- Spouse: Kepalaoa
- Issue: Piʻilani
- Father: Kahekili I
- Mother: Haukanuimakamaka
- Religion: Hawaiian religion

= Kawaokaohele =

Kawaokaohele (Hawaiian for "our days of poverty") was a High Chief who ruled the island of Maui in ancient Hawaii.

== Biography ==
Kawaokaohele was a son of Kahekili I and Haukanuimakamaka, who was a High Chiefess and is also known as Hauanuihonialawahine. She was born on Kauai, but married Kahekili on Maui. Kawaokaohele succeeded his father. His reign was prosperous. No war occurred during Kawaokaohele was ruler of the island.

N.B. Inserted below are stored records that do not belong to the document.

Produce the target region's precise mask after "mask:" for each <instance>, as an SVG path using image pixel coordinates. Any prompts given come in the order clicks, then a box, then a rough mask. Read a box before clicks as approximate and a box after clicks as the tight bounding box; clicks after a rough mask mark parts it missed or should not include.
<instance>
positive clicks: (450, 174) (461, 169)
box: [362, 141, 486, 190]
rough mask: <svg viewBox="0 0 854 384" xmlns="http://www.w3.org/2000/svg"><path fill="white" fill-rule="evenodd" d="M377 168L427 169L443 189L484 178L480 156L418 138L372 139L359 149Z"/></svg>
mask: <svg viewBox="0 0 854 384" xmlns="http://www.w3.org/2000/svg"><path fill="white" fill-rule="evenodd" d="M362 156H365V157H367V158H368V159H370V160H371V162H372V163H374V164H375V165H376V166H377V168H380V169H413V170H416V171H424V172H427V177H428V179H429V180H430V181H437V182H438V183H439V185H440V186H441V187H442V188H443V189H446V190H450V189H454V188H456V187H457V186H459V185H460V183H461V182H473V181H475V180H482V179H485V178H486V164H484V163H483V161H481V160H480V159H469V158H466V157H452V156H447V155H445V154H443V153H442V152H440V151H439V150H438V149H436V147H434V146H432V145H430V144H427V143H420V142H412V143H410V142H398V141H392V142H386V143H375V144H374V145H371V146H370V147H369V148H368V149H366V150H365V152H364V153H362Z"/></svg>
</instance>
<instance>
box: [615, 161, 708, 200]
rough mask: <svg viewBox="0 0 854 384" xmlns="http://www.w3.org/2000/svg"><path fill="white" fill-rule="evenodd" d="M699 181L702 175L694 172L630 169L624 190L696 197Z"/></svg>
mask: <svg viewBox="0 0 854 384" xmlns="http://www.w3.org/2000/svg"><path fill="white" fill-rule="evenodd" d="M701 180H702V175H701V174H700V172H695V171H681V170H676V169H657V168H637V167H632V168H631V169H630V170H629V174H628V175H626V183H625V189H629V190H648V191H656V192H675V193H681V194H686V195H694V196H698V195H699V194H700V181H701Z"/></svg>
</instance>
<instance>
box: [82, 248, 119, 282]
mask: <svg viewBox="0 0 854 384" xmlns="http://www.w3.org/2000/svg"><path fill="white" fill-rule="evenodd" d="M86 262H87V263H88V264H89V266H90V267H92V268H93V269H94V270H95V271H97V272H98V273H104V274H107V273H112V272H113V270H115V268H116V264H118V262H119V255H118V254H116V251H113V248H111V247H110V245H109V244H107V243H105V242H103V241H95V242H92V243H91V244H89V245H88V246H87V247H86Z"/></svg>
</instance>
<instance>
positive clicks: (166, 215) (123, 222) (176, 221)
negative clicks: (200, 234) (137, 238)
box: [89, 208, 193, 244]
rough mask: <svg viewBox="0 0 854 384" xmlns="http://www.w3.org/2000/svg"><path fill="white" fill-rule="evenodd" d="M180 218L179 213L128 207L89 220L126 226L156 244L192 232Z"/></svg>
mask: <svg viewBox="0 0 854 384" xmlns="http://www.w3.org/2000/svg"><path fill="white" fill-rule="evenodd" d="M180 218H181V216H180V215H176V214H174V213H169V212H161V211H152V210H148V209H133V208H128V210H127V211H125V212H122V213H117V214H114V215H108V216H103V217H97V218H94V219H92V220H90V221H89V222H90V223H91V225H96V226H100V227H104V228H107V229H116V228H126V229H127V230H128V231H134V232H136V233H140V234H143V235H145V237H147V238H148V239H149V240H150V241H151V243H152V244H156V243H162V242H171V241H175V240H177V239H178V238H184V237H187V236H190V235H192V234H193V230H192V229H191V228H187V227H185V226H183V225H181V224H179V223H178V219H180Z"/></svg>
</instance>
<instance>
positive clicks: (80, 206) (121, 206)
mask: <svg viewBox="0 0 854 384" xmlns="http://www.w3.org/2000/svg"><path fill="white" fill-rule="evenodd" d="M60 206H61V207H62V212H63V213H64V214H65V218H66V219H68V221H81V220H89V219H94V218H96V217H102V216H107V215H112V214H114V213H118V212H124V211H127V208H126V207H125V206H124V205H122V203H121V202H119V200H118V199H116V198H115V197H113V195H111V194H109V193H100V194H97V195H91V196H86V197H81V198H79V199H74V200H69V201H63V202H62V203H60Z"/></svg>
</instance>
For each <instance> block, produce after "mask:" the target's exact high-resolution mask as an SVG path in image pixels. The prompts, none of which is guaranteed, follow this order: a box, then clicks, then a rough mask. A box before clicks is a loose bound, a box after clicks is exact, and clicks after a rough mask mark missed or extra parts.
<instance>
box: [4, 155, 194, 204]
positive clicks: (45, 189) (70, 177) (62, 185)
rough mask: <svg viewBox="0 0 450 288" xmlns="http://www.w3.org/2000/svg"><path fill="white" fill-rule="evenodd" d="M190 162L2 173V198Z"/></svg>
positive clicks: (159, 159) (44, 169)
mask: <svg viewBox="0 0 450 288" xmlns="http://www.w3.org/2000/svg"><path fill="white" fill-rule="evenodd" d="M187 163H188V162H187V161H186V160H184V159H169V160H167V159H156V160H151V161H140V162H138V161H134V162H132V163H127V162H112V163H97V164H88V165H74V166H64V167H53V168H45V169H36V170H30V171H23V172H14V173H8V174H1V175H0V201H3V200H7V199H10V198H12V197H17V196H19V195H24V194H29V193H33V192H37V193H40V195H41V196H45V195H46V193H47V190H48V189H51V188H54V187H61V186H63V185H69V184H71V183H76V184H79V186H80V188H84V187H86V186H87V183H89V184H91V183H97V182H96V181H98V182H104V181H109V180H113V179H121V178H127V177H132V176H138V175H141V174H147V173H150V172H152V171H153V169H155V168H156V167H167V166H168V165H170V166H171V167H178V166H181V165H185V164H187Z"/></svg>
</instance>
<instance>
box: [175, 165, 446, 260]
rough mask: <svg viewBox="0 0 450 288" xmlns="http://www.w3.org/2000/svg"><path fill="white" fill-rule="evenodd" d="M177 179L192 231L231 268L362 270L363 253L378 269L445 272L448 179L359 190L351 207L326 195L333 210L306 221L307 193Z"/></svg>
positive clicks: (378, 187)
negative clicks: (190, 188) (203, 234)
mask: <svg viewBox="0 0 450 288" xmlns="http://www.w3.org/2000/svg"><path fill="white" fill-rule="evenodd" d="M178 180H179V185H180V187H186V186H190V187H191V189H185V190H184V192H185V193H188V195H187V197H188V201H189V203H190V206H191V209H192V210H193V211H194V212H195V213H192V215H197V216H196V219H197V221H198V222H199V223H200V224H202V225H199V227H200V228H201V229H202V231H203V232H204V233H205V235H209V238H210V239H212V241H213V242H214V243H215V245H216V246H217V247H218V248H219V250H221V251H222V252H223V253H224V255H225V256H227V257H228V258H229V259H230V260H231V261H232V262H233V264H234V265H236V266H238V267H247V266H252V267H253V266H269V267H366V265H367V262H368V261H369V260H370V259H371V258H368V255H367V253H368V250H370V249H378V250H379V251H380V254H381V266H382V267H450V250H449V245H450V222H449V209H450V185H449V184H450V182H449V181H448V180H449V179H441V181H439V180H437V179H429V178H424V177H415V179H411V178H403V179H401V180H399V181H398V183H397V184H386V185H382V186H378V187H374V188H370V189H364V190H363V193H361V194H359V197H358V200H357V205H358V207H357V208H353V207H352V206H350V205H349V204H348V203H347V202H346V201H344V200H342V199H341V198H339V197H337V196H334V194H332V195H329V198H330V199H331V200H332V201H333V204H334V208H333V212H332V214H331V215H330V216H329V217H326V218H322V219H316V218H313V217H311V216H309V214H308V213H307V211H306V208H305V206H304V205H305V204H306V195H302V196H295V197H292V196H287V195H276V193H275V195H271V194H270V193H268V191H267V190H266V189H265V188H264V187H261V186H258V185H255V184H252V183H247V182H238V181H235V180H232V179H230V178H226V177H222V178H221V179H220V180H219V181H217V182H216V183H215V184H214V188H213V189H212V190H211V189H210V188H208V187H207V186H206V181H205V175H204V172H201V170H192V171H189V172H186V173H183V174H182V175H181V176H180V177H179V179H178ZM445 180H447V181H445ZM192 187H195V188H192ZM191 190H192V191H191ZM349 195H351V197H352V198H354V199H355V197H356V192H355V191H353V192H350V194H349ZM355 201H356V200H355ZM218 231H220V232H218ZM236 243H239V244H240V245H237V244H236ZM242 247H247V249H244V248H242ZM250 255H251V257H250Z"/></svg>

Kawaokaohele’s sister, beautiful Keleanohoanaʻapiʻapi, was abducted and married into the noble family of Oahu.

=== Marriage ===
Kawaokaohele had married Kepalaoa, whose pedigree is not remembered, but who was probably a Maui chiefess or an Oahu princess. She bore a famous son, Piʻilani, and Kawaokaohele was succeeded by him.

== Legend ==
In one ancient legend, Kawaokaohele is represented as the foster father of Piʻilani.

According to this old story, god Kū was the biological father of Piʻilani.